How Standards?

Doug Gwyn gwyn at smoke.brl.mil
Thu Apr 18 15:47:12 AEST 1991


In article <HAGERMAN.91Apr16221024 at rx7.ece.cmu.edu> hagerman at ece.cmu.edu (John Hagerman) writes:
>How does ANSI work?  Can/will ANSI C continue to evolve?  Is there any
>point in my thinking about what I'd change in the language, or in
>posting such thoughts here for comment?  Is it possible for me to get
>my thoughts into serious consideration with little pain?

ANSI X3J11 is currently only in the business of interpreting the
existing C standard, not drafting a new one.  A revised C standard
from ANSI is unlikely for the next several years.  ISO SC22/WG14
is currently working on proposed "normative addenda" that would in
effect modify the international C standard, which at the moment is
technically identical to the ANSI C standard.  It is highly
desirable for such addenda to remain entirely compatible with the
current standard, but anything could happen, given the politics
involved and the fact that it's mostly a different set of people
than the ones who prepared the original technical content (so some
of the principles and reasoning that went into the current standard
may not be known to the addendum workers; not all of that was
captured in the Rationale document).  However, the normative
addenda are addressing specific technical areas and are not meant
as a way to solicit random suggestions for changes to C.
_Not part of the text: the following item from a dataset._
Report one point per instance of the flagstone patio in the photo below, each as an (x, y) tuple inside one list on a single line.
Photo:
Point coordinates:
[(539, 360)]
If you have some good ideas for improvements (hopefully not
incompatible changes) to the language, try implementing them or
suggesting them to implementors.  For example, the Gnu C compiler
supports numerous extensions beyond the standard.  If there is
enough favorable experience with the extensions when work begins
toward a revised standard at some future date, then they might be
adopted for the future standard.  "But don't bother us now."